Even though fear is not a direct element, there are moments of shock for these entertainers.

See the clowns and cowboys in action:

“I blew my knee out about five years ago, so I wear this brace,” Burelle said. Last week he took a trip to the emergency room after getting stepped on by a 1,900-pound bull.

In the arena, bull riders have the option to wear a helmet and a protective vest while gripping a bucking bull, but for the trio in brightly-colored clothing, there is a thin plastic chest protector and guts keeping them secure.

During last Saturday’s matinee rodeo performance, Burelle had his pants stripped from his body by the horns of a bull named Ultimate Warrior. However, that close call was not nearly what Burelle has experienced in this year’s first go-rounds.
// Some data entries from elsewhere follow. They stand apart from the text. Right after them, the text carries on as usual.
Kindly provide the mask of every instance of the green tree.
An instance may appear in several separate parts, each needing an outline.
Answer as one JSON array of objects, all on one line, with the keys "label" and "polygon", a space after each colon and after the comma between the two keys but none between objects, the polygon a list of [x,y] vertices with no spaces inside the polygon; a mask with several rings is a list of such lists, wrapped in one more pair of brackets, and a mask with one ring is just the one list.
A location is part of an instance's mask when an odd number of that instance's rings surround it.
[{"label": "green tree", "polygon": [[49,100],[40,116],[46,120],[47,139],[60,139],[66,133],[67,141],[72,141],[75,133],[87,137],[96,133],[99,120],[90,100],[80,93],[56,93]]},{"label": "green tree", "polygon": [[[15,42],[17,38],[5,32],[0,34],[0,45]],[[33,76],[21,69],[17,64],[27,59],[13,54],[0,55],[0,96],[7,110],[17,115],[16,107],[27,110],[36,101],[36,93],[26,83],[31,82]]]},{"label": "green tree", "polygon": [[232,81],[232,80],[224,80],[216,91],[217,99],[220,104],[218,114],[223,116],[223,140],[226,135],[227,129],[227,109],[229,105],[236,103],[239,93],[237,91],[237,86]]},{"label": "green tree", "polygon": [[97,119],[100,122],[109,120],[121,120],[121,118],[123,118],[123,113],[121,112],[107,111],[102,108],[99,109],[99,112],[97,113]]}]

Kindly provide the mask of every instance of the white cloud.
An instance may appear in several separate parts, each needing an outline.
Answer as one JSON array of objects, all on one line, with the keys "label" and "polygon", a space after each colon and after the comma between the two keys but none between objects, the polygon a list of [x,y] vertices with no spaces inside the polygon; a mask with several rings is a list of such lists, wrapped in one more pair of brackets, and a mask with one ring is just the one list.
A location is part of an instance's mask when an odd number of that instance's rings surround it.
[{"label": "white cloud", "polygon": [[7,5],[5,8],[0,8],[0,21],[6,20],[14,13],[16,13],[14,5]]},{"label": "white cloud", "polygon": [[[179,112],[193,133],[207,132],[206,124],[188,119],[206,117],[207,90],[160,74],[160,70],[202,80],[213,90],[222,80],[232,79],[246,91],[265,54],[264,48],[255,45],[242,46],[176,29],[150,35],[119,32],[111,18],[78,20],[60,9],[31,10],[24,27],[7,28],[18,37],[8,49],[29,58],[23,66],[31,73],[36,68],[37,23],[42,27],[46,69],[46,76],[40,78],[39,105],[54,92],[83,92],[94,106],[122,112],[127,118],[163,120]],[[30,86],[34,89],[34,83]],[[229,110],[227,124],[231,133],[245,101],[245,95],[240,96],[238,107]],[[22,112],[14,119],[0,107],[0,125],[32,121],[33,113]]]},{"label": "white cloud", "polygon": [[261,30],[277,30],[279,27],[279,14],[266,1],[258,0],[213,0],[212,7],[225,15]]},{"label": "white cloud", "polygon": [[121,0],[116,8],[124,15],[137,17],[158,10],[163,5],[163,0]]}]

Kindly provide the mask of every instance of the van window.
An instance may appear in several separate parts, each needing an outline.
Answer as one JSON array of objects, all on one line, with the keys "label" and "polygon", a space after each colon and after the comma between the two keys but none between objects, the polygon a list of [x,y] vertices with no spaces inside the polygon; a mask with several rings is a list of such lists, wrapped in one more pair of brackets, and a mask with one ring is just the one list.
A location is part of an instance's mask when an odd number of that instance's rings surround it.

“I have already been knocked down four or five times this rodeo,” he said.

Smith takes on the roll as the ringleader for his team of bullfighters in the Will Rogers Coliseum. His 12 years of experience have given him the honor of being the main entertainer of the group and also one of the lead daredevils.

When the bull riding event comes to a close, Smith, a native of Pumpkintown, S.C., has his moment in the spotlight. In a fashion similar to a Niagara Falls jumper, Smith climbs inside a red barrel and takes punishing hits from the rodeo’s hard stock.

“It’s like being in a Volkswagen and getting run over by a freight train,” the Smith, 43, said. “You hope you’ve got a good guy behind you when you’re in (the barrel).”

Before he took center stage in the dirt oval with flashy face paint and an oversized foam cowboy hat, Smith was a bareback rider in South Carolina.

“I had more desire than talent in riding,” Smith said. “My friends used to laugh at my form, and I just went from that to clowning.”

The mission for these bullfighters is simple: protect the cowboy.

But when rodeo Production Manager Neal Gay’s legendary bucking bulls come out of the chute, there is no real way to figure out how the animal will react to clowns and a rider spurring its back.

“You never know what the bull will do, and they are animals so they all act differently,” Burelle said.

Through teamwork and trust, the clowns manage to protect each other, as well as the riders on the floor.

“I’m here to keep the riders safe,” Burelle, a first-generation bullfighter, said. “It’s better than a real job and you have got to love it.”

While safety is paramount, the secondary goals of these men is to entertain. This is where Smith shines in the spotlight of the arena.

Not only does Smith go toe-to-toe with bucking stock, he also clog dances to the tune of the rodeo’s big band, all for the sake of a few laughs from the audience.

“When I walk in, I see there’s folks that ain’t laughed or smiled in years, and a good laugh helps them,” Smith said.

Getting laughs and taking his lumps is all part and parcel for the career that Smith began when he earned $600 for one weekend of work.

Some rodeos require up to a $500 entry fee for bull riders to get a chance to saddle up on a bucking bull. Unfortunately for the riders, payout only comes to the top finishers after the final go-round.

“Some of these guys are riding to make money to help take care of a family,” Burelle said.

As a clown, the rodeo is means of work every week and a constant salary, even when public address announcer Bob Tallman refers to Smith’s career as “everything your parents never wanted you to do.”

Smith remembers his first weekend as a clown and the man who hired him saying there was still hope for a future in the field.

“He told me keep going and you’ll make it,” Smith said.

Though Smith and Burelle have only been working together since the Southwestern Exposition and Livestock Show began Jan. 11, the two manage to put on a performance every night with a flare and style that looks like the two have been clowning around for years.